Teacher Appreciation Day is upon us. So, there’s no better time to get creative with your kid(s) and craft the ultimate expression of gratitude for your favorite educator. Now I’m not talking about raiding your Pinterest boards and rushing to scrap something together in the eleventh hour (although, let’s be honest, we’ve all been there). I’m talking about sitting down with your kids, and helping them (yes, them!) come up with a heartfelt way to say ‘thanks’. After all, these are the professionals whom we trust with the educational and character formation of our offspring when we drop them off to their classroom.
Seriously, it’s science.
As you may know, expressing gratitude in your daily relationships has been proven to improve one’s sense of life satisfaction. But parents who model genuine expressions of gratitude can actually help their kids foster better attitudes towards school and family, as well as develop a deeper sense of empathy, self-esteem, and optimism. So sitting down with your kids and taking the time to reflect on what they appreciate about their teacher(s) is not just smart, its a total parenting win.
Okay, so saying “thanks” is one thing but showing it…
How do you show your gratitude and get your teacher something s/he will actually want? I asked around and sought out the answers. I surveyed over 15 teachers from varying educational positions in elementary and high school settings across the country. Their responses? Almost every teacher responded with preference to one or more of the following five categories:
1. Give Heartfelt & Homemade Gifts
All of the teachers interviewed recalled their favorite gift as one that had been handmade by the student.

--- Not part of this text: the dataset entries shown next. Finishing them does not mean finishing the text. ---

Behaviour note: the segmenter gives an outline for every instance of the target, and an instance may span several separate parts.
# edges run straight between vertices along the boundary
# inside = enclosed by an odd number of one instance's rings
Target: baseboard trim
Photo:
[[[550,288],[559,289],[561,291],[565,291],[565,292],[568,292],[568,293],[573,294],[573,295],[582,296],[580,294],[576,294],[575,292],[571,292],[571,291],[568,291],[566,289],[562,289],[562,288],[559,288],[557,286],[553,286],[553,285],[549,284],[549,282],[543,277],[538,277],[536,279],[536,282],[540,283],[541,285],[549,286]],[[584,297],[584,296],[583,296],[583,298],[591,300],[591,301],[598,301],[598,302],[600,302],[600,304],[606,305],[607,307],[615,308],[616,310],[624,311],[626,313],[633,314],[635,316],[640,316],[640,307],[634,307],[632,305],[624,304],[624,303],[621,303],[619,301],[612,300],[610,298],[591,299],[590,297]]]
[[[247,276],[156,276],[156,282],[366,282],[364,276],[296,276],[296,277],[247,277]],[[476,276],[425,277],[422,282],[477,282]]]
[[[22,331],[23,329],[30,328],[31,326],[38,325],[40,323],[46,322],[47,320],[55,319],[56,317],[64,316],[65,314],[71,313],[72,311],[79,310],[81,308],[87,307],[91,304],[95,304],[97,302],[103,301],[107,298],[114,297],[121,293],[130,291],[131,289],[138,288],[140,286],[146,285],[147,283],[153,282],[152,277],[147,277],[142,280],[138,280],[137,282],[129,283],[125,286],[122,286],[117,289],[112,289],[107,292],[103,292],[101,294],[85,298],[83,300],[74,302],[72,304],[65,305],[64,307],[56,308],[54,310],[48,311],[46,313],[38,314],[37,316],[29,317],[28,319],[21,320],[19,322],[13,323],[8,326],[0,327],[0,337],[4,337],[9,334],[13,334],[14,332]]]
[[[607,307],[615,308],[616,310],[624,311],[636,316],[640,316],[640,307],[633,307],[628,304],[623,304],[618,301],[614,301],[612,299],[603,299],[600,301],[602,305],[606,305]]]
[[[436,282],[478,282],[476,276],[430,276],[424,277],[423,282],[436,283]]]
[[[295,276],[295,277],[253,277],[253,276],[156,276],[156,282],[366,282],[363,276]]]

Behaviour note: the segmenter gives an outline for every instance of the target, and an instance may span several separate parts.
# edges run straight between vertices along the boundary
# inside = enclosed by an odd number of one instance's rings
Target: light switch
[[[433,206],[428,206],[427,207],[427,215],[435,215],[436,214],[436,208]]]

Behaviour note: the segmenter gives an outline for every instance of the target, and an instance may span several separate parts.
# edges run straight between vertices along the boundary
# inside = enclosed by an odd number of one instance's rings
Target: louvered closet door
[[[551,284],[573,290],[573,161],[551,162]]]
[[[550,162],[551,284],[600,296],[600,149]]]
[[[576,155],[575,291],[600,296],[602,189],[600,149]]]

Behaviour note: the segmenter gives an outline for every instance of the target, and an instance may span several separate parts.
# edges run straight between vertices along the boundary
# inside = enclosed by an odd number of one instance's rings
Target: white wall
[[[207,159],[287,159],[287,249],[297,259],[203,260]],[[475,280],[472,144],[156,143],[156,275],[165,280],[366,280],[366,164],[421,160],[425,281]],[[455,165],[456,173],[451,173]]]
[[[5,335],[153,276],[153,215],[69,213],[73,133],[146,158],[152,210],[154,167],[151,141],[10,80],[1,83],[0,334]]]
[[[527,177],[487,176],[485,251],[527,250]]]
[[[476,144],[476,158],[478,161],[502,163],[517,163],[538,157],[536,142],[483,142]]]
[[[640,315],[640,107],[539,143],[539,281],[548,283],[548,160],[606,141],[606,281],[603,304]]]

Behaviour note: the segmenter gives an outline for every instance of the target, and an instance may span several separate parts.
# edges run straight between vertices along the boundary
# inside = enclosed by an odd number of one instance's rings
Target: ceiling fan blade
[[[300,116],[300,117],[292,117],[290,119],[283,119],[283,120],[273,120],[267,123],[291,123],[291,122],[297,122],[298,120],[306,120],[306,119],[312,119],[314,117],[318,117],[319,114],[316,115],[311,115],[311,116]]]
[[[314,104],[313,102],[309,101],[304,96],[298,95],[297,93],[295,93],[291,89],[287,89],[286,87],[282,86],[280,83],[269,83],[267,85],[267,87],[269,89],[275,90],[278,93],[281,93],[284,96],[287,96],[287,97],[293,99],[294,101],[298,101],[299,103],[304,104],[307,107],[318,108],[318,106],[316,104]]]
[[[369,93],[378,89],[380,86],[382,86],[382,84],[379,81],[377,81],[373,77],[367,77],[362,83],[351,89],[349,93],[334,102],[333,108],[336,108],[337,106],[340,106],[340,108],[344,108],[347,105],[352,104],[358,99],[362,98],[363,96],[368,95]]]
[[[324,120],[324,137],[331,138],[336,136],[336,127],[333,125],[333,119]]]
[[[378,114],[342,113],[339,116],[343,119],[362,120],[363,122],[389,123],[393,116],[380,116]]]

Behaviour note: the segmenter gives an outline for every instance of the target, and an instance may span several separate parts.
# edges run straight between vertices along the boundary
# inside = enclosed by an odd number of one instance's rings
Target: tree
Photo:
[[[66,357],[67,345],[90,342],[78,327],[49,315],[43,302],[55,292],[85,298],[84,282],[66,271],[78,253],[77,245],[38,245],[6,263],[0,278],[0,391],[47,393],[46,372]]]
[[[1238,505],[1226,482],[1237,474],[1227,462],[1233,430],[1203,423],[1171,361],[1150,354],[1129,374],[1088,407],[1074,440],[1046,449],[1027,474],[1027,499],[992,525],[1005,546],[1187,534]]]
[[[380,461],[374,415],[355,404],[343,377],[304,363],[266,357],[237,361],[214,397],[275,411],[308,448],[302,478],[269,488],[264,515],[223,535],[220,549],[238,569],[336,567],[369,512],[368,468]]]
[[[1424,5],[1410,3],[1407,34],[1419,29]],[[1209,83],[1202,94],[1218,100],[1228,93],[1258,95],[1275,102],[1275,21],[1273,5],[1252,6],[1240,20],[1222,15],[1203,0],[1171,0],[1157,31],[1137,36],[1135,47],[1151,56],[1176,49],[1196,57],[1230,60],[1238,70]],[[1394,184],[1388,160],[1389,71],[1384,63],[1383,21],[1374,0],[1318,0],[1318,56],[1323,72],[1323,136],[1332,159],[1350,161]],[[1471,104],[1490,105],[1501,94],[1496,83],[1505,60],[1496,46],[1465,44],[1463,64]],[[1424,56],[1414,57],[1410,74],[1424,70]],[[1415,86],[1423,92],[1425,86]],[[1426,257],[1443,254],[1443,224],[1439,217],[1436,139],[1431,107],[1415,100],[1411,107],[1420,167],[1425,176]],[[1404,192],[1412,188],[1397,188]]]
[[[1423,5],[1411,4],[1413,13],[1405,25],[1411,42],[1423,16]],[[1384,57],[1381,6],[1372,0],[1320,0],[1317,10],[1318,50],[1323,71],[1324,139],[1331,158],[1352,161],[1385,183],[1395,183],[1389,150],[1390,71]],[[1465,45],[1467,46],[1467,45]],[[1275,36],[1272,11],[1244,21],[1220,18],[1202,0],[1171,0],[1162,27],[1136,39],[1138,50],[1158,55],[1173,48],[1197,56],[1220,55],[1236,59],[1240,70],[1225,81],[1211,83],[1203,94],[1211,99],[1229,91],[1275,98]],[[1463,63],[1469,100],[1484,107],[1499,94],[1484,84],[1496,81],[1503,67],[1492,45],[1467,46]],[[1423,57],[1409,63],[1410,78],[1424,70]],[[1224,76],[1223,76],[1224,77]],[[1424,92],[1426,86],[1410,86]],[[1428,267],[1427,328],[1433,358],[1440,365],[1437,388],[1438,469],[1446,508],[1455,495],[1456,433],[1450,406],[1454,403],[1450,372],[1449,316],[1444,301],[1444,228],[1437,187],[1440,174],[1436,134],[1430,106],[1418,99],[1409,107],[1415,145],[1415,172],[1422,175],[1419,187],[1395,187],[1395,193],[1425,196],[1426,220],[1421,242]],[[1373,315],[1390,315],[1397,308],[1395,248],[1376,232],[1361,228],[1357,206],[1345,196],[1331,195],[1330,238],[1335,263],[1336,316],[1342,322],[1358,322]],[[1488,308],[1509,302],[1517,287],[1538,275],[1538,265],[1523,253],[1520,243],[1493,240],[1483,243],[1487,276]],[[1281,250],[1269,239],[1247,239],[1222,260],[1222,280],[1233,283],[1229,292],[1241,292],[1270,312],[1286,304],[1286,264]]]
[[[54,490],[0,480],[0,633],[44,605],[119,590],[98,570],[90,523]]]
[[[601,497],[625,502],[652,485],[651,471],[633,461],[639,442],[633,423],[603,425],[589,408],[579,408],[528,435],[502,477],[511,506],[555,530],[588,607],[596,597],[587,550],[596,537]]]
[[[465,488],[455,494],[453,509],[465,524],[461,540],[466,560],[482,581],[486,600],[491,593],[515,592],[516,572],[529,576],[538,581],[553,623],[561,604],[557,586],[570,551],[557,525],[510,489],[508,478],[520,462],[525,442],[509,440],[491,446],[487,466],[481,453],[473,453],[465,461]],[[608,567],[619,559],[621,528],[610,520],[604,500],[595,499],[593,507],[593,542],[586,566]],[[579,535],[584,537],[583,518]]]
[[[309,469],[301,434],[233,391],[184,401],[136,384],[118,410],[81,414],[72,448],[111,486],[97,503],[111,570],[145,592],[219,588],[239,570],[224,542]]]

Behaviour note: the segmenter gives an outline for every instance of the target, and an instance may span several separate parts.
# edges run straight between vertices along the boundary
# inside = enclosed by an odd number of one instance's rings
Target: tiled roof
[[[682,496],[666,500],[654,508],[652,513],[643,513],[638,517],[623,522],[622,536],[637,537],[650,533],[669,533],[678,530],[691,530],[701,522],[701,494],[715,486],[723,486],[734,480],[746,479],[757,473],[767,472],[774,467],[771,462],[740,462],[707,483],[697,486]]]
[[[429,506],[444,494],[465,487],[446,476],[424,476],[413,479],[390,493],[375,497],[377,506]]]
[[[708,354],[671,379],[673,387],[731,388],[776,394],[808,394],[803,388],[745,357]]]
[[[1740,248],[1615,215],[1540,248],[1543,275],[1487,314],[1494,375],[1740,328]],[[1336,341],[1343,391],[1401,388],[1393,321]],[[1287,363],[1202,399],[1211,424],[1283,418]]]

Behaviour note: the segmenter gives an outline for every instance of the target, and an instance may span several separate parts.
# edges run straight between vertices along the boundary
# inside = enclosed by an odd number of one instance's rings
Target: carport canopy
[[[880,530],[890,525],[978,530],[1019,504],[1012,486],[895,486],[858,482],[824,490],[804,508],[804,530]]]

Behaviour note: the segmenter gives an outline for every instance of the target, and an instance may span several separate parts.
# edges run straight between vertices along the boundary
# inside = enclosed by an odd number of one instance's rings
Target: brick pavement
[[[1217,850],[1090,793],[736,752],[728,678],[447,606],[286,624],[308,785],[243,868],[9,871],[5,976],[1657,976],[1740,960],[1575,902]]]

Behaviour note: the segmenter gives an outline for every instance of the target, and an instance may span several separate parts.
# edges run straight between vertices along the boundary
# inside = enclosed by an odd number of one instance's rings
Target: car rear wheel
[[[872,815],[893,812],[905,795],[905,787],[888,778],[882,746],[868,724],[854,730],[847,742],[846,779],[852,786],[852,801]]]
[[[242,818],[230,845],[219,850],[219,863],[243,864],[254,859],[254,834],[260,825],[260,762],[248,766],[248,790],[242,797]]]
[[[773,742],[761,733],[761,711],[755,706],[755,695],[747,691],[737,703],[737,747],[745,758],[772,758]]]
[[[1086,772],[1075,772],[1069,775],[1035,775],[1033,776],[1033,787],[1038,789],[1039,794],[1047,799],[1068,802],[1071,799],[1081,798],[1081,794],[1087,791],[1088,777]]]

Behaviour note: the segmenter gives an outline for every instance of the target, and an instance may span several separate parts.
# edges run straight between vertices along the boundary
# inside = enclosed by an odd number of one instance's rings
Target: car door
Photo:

None of the teachers felt that the handmade gift needed to be elaborate. In fact, most of their favorite surprises were simple crafts that had heart.
“My favorite gift from a student was a little do-it-yourself potted flower. I put it together with the class then gave students jobs to keep it in the sun or to water it. It turned into a whole class project!” – Alli, Elementary School Teacher
“I have a fun duct tape clipboard that a student made for me, I use it all the time at work.” – Rachel, Special Education teacher
2. Give Humor
Just do a Google search and you’ll instantly find hundreds of pun-filled ways to say ‘thank you’. Many of the teachers I spoke to shared that their most memorable tokens of appreciation were those that made them laugh.
3. Give Your Words
The #1 way teachers felt acknowledged and valued was through the written word. Whether it was a poem, a note riddled with spelling errors, or a crayon-covered card, these were the gestures that warmed the heart.
“I will always cherish the hand-written letters from all of my students. I have a shoebox where I store all the cards from over the years. Every now and then I take out the box and grab a few to read. Those sweet words from students serve as an encouragement…never underestimate the power of your words!” – Julie, Middle School Spanish Teacher
4. Give Gift Cards
For most teachers, it is not the paycheck that makes them passionate about their profession. In New Hampshire, most school teachers make at least $5,000 below the national average. Between the cost of living and student loan payments, many teachers need to pick up a second job during vacations to cover their monthly bills. Gift cards are always a welcomed, thoughtful gesture. Especially if they are to a cafe or shop that you know the teacher enjoys.
5. Give Spontaneously
Don’t save the thank you’s just for Teacher Appreciation Day. Nearly all of the teachers interviewed for this article felt most appreciated and encouraged in their career when a student or parent gifted them with a note or a special surprise, out-of-the-blue.
“I’ve been lucky enough to get lots of gifts from students over the years, but the best gifts are always the little notes or pictures that students give me randomly. Last year a student handed me a note thanking me for showing kindness to kids by greeting them by name as they walked by me in the hall. I still have it hanging on the wall above my desk. Those gifts are by far the best!” – Mary, High School Music Teacher
Thank From The Heart…
Above all, thank from the heart and give what you can. Alberto, a language instructor, shared that his most memorable gift was a simple candy bar from an impoverished family in a small village. They gave what they had, and that spoke volumes.